Contact: Derek Karchner or Gabe Neville, 202 225-2411

For Immediate Release                  

August 17, 2005

Congressmen commend planned release of Moroccan POWs

Washington-Congressmen Joe Pitts (R, PA-16) and Donald Payne (D, NJ-10) today commended the Sahrawi Arab Democratic Republic, Western Sahara's government-in-exile, upon hearing of its plan to release the remaining Moroccan prisoners of war tomorrow morning.  Congressman Pitts has visited the Sahrawi refugee camps several times and has been involved with the issue since coming to Congress in 1997.

"I would like to commend the Sahrawis on taking this crucial step in moving closer to a referendum on the future of Western Sahara," said Congressman Pitts, who visited these POWs in the past.  "By releasing these prisoners, the Sahrawis have taken away one more excuse Morocco has used to block a free, fair, and transparent referendum on the future of Western Sahara."

Congressman Payne, ranking member of the Africa Subcommittee added, "This is certainly a step forward and it is my hope that the release of Moroccan POW's by the Polisario will soon lead to the long-delayed referendum for the Sahrawi people." 

Congressman Pitts continued, "The King now has a historic opportunity to prove that his nation is willing to settle this dispute, proof his government has been unwilling to offer.  Morocco should immediately release or account for the 150 Sahrawi POWs and the more than 1,700 Sahrawi civilians who have disappeared since the Kingdom's illegal occupation of Western Sahara began.  The international community, led by the United States, should use this opportunity to help settle the world's last colonial dispute. 

"The Sahrawis, just like everyone else, have a right to self-determination.  That right has been robbed by colonial powers- first Spain and now Morocco.  All they want is to vote.  They have sacrificed a great deal because we promised it to them.  They are a peaceful, democratic people.  This is our chance to honor their commitment to peace and democracy.  We much follow-through on the promises we've made to these suffering people.  There's no excuse for inaction," said Congressman Pitts.

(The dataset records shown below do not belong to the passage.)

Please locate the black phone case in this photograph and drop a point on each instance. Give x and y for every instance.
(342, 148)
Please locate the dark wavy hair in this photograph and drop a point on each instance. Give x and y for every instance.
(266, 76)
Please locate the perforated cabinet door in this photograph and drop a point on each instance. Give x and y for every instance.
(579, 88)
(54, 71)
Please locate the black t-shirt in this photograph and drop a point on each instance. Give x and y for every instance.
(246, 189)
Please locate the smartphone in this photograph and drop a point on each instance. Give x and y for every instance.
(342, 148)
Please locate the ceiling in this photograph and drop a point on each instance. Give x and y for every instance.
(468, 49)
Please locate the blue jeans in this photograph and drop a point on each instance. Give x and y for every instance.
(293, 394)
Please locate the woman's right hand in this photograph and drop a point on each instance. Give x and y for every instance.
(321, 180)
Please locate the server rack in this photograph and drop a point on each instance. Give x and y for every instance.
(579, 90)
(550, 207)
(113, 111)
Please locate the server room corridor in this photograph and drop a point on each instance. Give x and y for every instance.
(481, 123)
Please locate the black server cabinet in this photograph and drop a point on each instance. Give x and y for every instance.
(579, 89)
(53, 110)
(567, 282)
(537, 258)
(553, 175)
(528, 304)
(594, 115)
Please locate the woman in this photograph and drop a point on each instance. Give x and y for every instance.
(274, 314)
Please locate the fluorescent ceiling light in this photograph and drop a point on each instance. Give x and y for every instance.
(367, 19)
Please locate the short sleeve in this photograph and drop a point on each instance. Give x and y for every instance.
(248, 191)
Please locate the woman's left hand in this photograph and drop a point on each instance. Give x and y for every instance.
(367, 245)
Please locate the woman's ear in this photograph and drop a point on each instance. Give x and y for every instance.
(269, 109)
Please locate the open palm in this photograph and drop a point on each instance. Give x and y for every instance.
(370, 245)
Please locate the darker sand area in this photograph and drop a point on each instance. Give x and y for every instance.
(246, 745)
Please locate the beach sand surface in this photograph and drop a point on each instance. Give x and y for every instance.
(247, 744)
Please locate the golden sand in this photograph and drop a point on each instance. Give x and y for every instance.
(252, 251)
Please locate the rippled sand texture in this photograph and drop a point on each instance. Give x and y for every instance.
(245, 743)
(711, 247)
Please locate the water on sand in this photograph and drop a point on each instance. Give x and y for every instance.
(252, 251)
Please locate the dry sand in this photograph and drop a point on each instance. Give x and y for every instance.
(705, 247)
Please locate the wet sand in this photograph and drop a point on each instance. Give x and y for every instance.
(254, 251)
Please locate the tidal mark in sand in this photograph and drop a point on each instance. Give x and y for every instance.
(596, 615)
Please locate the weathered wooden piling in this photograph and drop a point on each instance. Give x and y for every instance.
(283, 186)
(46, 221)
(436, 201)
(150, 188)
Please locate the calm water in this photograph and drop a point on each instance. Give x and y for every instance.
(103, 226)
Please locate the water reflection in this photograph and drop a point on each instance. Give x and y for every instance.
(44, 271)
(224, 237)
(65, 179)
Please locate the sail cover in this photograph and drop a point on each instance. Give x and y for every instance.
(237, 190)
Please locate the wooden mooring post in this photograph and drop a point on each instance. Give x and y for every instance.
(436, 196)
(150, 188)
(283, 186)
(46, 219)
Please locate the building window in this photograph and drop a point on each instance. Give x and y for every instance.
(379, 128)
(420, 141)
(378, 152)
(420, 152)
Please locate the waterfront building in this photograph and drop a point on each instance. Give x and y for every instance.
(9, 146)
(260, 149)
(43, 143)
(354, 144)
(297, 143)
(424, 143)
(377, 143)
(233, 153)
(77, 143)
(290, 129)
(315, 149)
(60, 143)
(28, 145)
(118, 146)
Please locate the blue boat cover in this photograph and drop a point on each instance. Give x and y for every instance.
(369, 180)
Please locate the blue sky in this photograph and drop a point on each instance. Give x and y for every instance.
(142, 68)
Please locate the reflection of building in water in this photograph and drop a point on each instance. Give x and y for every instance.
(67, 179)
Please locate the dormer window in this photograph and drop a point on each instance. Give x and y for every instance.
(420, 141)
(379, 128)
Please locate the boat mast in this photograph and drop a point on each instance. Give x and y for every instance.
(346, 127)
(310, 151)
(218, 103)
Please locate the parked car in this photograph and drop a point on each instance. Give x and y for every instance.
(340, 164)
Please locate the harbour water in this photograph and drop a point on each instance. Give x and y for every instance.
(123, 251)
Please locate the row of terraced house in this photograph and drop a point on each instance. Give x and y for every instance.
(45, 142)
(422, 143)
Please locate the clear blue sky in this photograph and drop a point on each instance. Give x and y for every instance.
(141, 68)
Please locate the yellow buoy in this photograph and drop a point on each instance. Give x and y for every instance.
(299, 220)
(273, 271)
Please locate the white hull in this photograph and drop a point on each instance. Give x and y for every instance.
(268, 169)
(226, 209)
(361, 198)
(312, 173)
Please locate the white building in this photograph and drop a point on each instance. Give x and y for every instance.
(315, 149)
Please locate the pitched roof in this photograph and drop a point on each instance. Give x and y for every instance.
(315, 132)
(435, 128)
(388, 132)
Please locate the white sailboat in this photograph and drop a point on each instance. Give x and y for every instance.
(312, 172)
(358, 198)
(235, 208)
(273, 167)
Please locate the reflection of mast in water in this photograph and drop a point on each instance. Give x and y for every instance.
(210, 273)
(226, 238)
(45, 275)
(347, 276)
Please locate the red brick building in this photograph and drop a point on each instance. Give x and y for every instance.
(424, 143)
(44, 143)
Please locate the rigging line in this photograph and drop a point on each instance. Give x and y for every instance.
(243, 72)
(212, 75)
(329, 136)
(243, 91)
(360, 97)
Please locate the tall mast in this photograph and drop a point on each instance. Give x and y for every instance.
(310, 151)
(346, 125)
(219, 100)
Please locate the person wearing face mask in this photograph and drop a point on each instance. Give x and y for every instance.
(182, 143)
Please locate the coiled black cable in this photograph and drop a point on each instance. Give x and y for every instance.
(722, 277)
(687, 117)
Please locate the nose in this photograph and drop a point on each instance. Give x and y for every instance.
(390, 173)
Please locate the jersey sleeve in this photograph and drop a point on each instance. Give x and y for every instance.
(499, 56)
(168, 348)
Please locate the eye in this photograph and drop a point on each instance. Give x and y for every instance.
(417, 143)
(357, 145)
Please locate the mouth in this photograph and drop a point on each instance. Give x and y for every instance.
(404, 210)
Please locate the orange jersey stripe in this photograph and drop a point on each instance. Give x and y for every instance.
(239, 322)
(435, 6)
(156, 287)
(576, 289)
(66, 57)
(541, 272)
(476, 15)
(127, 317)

Western Sahara was a Spanish colony until Spain withdrew in 1975.  Sahrawi hopes for independence were dashed when Morocco promptly invaded, an action ruled illegal by the UN's International Court of Justice in 1975.  A 1991 UN-brokered cease-fire agreement promised a referendum for national self-determination, but Morocco has spent the succeeding fourteen years doing everything in its power to maintain control over the land and prevent the referendum from actually taking place. 

The Sahrawis have established a constitution and democratic elections.  Theirs is a moderate Arab society governed by elected leaders in which all people, including women, have equal rights.  The Sahrawi Arab Democratic Republic (a government-in-exile) is recognized by the Organization of African Unity and by more than 75 individual nations as the legitimate government of Western Sahara.